For small projects, this is usually sufficient, though it’s not the whole story of Selenium automation. Another component in the ecosystem is Selenium Server, which executes browser commands driven by a test script running on a local or remote machine. At this point, it’s also worth getting familiar with the Behat testing framework—you’ll likely need it. Multiple Selenium servers can be organized into a distributed network (Selenium Grid), making it easy to scale your automation setup by running different tests in parallel on different remote hosts, which cuts overall test time. A bonus of this approach is that you can start Selenium Server instances with different parameters, and the appropriate node will be selected for each test automatically. The core topics are covered in the project’s documentation.

Supervisor
On a server—especially a development box—you often need to run a bunch of programs that aren’t installed via the system package manager, but must stay up continuously and restart on failure or after a reboot. Think Node.js apps, Selenium, and custom scripts. You could write init/systemd units, but that usually takes more time and doesn’t always give you the control you want. A solid way to handle this is the Supervisor process manager, which provides a simple, reliable way to manage such applications. The supervisord daemon starts processes as children, allowing it to monitor them and automatically restart when needed. For monitoring and live configuration changes, you can use the supervisorctl console utility and a web interface (enabled via inet_http_server). The required package is already in most distro repositories, so installation should be straightforward:
$ sudo apt install supervisor
Configuration files live under /etc/supervisor/conf.d and must use the .conf extension. By convention, each service is configured in its own file. That said, if you need to run multiple instances with different settings, it’s fine to define them all in a single file for convenience.
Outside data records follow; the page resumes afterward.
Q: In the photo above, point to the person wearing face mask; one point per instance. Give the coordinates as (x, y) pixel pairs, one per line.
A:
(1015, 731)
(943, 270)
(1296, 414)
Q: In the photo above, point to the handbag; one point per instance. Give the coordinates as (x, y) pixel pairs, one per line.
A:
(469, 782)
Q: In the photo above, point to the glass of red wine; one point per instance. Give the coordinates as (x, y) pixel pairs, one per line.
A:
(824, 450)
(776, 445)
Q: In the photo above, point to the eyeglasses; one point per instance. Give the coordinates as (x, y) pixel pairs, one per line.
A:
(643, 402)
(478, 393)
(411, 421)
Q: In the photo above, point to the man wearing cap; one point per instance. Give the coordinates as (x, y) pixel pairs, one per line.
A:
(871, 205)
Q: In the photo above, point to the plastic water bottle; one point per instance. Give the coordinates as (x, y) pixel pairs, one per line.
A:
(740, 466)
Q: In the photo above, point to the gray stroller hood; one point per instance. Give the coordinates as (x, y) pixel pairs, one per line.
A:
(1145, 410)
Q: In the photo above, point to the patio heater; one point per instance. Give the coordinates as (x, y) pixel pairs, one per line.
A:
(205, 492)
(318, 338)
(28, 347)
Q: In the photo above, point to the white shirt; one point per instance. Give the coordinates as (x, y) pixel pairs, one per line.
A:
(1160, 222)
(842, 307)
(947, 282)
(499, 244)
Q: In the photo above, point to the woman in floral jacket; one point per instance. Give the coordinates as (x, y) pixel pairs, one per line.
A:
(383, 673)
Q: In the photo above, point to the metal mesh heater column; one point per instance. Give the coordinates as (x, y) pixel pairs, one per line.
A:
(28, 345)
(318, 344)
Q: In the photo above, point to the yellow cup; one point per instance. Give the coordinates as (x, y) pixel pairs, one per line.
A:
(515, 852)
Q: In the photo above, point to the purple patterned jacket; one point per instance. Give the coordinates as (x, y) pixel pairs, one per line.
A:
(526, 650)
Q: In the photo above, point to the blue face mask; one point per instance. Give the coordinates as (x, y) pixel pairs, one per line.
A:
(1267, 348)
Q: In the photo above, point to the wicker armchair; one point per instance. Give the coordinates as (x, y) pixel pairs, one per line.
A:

As an example, let’s configure Selenium to run under Supervisor.
$ sudo nano /etc/supervisor/conf.d/selenium.conf
[program:selenium]
command=java -Dwebdriver.chrome.driver=/usr/local/bin/chromedriver -jar /opt/selenium/selenium-server-standalone.jar -port %(ENV_SELENIUM_PORT)s
priority=10
user=selenium
directory=/home/selenium
environment=HOME="/home/selenium"
autostart=true
autorestart=true
The parameters are straightforward. In program:selenium you set the name under which the service will appear in supervisorctl. command specifies the full launch command with all arguments, and user is the account under which the program will run. Next is the working directory it will start in (it must already exist). The autostart and autorestart options control whether the program starts at OS boot and whether it restarts if it stops. If set to true, the program will always restart after it exits, even if it finished cleanly. If you only want it to restart on failure, use the unexpected setting. The documentation lists many more options for different scenarios. Reload the configuration:
$ sudo supervisorctl reread
If there are no errors, apply the settings:
$ sudo supervisorctl update
If you need to disable a service, it’s best to do it via the interactive mode:
$ sudo supervisorctl
A prompt will appear; type help to list all available commands:
supervisor> help
Let’s restart Selenium.
supervisor> restart selenium
supervisor> status selenium
supervisor> quit
Conclusion
This is essential to know. But it’s just the tip of the iceberg: over the past eight years, DevOps has grown a vast ecosystem of tools and technologies, and the expectations for specialists vary. So you’ll need to keep learning continuously.